NX2Z Panel Examines Workforce of the FutureNX2Z Panel Examines Workforce of the Future
The status quo is changing and, collectively, millennials are trying to shake away a fixed mindset.
October 11, 2018
CHANNEL PARTNERS EVOLUTION — The workforce of the future is going be different from what you know today. You might have already found that out when bringing in new hires. Face it, the status quo is changing and, collectively, millennials are trying to shake away a fixed mindset.
To learn more about what’s ahead for the workforce, a multigenerational panel participated in a session, “Channel NX2Z Workforce of the Future Symposium,” at Channel Partners Evolution in Philadelphia Wednesday night, to discuss what boomers need to understand about hiring recent grads or young adults, while younger channel pros got career advice from experienced professionals.
Panelists included: Tiffani Bova, global customer growth and innovation evangelist at Salesforce; Jason Bystrak, vice president, worldwide channels and distribution at eFolder/Axcient; Zane Conkle, CEO at Cytracom; and Hilary Gadda, director, national channel development at TPx Communications.
Taking a step back, moderator James Anderson, co-founder, Chanel NX2Z, and news editor at Channel Partners, set the stage — 75 percent of the channel will be made up of millennials by 2024 and today, for the first time, there are five generations working side by side.
“We’re talking about hiring and retaining talent, not replacing a generation but rather working together,” he said.
However, 2024 is around the corner. Bova, for one, is excited about that and seeing what happens when millennials take ownership of channel companies.
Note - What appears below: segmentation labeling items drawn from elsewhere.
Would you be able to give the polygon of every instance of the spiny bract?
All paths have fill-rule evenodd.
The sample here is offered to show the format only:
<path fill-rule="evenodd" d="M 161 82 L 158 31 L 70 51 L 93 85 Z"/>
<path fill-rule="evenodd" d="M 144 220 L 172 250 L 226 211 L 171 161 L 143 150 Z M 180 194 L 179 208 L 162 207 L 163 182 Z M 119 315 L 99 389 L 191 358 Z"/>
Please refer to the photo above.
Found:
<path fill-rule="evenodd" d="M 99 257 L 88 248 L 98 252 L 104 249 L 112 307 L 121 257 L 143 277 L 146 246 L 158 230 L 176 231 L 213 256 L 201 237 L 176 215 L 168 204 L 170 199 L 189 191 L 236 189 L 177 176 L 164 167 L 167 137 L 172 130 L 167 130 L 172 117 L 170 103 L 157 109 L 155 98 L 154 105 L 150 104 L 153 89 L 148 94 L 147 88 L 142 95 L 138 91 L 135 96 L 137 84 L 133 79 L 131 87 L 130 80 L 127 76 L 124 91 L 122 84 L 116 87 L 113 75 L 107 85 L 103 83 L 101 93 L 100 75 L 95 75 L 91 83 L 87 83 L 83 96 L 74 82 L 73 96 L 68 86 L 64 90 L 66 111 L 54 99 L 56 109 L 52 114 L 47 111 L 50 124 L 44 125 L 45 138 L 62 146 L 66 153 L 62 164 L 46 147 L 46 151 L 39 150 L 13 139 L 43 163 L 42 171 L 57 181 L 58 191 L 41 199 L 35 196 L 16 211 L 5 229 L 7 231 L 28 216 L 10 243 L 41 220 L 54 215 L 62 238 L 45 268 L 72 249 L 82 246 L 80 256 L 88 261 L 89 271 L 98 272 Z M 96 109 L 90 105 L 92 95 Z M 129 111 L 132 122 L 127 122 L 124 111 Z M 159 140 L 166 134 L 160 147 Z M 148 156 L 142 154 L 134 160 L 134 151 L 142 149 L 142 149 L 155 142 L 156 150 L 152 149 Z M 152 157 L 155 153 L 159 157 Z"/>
“I think that being digital natives brings with it a completely different perspective,” she said. “So, what kind of company will they build in the future, and what their expectations are and what they want to deliver from an experience standpoint or more importantly, how they want to engage with the broader ecosystem.
Gadda addressed a question about barriers to entry and getting young talent into the channel.
The most obvious barrier? Doing what we’ve been doing for the last 20 years and expecting to continue doing things from an established business perspective. Time to change.
“We really have to take time and effort to humanize what we do a bit more because that’s what’s important to millennials,” she said, adding that inclusivity is also key to making them feel like they’re part of the channel community.
Bystrak agreed and talked about rethinking management style, often done in silos. He suggested allowing millennials to figure out structure, which might be something other than functional silos.
“Let them bring technology to table, and we need to figure how to support them and not the other way around.”
Having a voice at the table is important to many millennials — as is looking for a culture of community.
Zane talked about the “4 L’s” – live, love, learn and leave a legacy.
“If those 4 L’s aren’t satisfied, especially for the millennial generation, they won’t be satisfied,” he said. “Millennials want to feel like they’re filling a bigger purpose.”
Fast forward … Anderson reached out to the panelists for advice for young professionals.
The first piece of advice — slow down. Putting that in the context of career development, Bystrak shared his experience with hiring: “Three months into the job, they haven’t hit their sales quota yet and they’re asking, ‘Where’s my promotion?'”
He suggested that young workers live in the moment, gain experience and learn their role.
“So, as you move up the ladder, you’re able to handle problems that come with next level of maturity.”
Zane agreed that it’s important for young workers to gain experience and broaden their knowledge base. He suggests asking peers what they’re working on, even if it’s not related to your role — it could help you understand the organization at a broader level. To gain a better understanding of the channel, get out and talk to partners.
Other advice: When looking at a company to join, make sure that you’re doing it for the right reason and not for the logo.
“Make sure that they have what you want. That they have a training program, that they have a clear, concise road map for getting to the next level, and that they have hands-on training opportunities,” said Gadda.
Finally, Bova says to trust the process and become a student of whichever profession you choose.